Mid-city Modern Tropical Home

Mid-city Modern Tropical Home

It’s right in the middle of the city near a SkyTrain station – but open to breezes and sunshine.  This contemporary tropical-style house is as cool and comfy as a country resort.

/// Thailand ///
Story: Patharasiri  /// Photography: Soopakorn Srisakul /// Architect: Puchong Sathiraphipatkul

The central area’s open design facilitates ventilation from the natural breeze.

Hall and teak staircase are to the south, for distance from the sun’s heat.

“The clock’s ticking. How much time do we have?” Earth (Puchong Sathiraphipatkul) asked himself. Their old family home was surrounded by tall buildings and his mother and father, grandpa and grandma were rapidly aging, so in just his third year of architectural studies he decided to take it on as a project, and his first customer was . . . his mother!

“I was thinking time might not wait for us, so with my studies not finished and without much experience, I fell back on advice from teachers and older professionals.” Earth, now an architect with A49 House Design, says that the first challenge posed by his super-important customer was to create what she called a “Sukhumvit-style” house along the lines of the Spring & Summer Restaurant she liked so much, which had formerly been a residence in the Sukhumvit area.

“Mom is Mom. She’s the “decider,” always has to be pleased in every respect. In two years of professional life since then I haven’t had such a difficult customer.

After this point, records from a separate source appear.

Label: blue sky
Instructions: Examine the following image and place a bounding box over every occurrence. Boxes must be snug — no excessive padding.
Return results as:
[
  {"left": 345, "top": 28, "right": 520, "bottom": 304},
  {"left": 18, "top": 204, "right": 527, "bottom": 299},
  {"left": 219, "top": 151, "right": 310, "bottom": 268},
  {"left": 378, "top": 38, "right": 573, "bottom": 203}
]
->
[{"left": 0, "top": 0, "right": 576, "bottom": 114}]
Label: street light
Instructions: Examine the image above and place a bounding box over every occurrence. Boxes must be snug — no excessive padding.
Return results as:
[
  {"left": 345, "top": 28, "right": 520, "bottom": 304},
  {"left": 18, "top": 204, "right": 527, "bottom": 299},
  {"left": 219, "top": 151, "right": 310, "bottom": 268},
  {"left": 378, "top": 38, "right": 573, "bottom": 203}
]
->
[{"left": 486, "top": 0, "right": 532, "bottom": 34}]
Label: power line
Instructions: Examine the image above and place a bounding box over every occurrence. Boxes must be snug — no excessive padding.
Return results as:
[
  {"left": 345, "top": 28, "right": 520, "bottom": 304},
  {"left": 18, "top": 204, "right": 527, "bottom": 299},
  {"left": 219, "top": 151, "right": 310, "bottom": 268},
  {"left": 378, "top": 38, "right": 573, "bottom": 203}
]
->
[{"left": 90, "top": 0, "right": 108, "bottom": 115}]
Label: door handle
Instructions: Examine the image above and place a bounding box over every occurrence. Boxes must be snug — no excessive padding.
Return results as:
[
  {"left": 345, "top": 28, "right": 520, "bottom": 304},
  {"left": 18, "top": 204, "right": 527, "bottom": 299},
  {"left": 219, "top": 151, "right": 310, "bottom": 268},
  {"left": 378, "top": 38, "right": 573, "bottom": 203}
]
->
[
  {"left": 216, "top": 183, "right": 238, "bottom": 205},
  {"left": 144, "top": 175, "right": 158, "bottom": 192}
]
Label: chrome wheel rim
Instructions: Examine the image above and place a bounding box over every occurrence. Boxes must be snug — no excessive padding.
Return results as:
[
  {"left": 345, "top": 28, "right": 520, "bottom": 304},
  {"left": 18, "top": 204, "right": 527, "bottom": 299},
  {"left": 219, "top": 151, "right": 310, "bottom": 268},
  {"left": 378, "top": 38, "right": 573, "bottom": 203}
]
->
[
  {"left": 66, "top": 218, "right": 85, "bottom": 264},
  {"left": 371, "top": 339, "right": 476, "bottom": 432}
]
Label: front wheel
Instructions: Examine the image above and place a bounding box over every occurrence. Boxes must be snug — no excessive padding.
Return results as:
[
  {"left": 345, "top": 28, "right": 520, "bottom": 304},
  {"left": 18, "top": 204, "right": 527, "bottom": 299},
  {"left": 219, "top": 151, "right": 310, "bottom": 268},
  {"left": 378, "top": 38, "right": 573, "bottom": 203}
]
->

Back then I was constantly visiting stores and houses around Sukhumvit to get ideas on space configurations to suit our family’s lifestyle.”

They were lucky to get this huge plot of land in a short, quiet alley and near the SkyTrain station. Taking sun and wind direction into consideration, Earth faced the house north, narrow sides to the east and west making space for a big yard. He also used landfill to raise the house 150 cm height for a better view.

Building surface is open, with glass walls, and latticework to filter the light.
The house faces north: wide, spacious, light and airy.

“Starting with that trendy “Sukhumvit” theme, next comes “comfort design,” then “space design” for individual and common spaces and ‘transitional’ areas.” Earth shows us the outside fence, the carport, the walkway all around leading up to the reception hall and smaller spots, then up to the common areas and bedrooms above that.

“The home is fundamentally tropical Asian, its heart open to sun and wind. It’s in the form of two 600-square-meter blocks one atop the other, facing north onto the garden, the southern sun mostly falling on walkways, staircases, and outside balconies. The central ceiling is high, for good circulation. The west side has a thick concrete wall for sun protection. It’s a ‘passive’ design: architecture in harmony with nature, no wasted budget on technologies of comfort.”

Earth ends by saying he couldn’t have perfected his vision if it hadn’t been for the great contractors, relatives of a close friend, whose exquisite craftsmanship really shows. “Others may see this house as a little off-beat, but it completely fits our family’s style, in a balanced way. Sure works for me.”

Parents’ master bedroom, with an open, high ceiling, features Earth’s own custom-designed teak furniture.
In many spots there’s a “transitional space” area that makes things more intimate.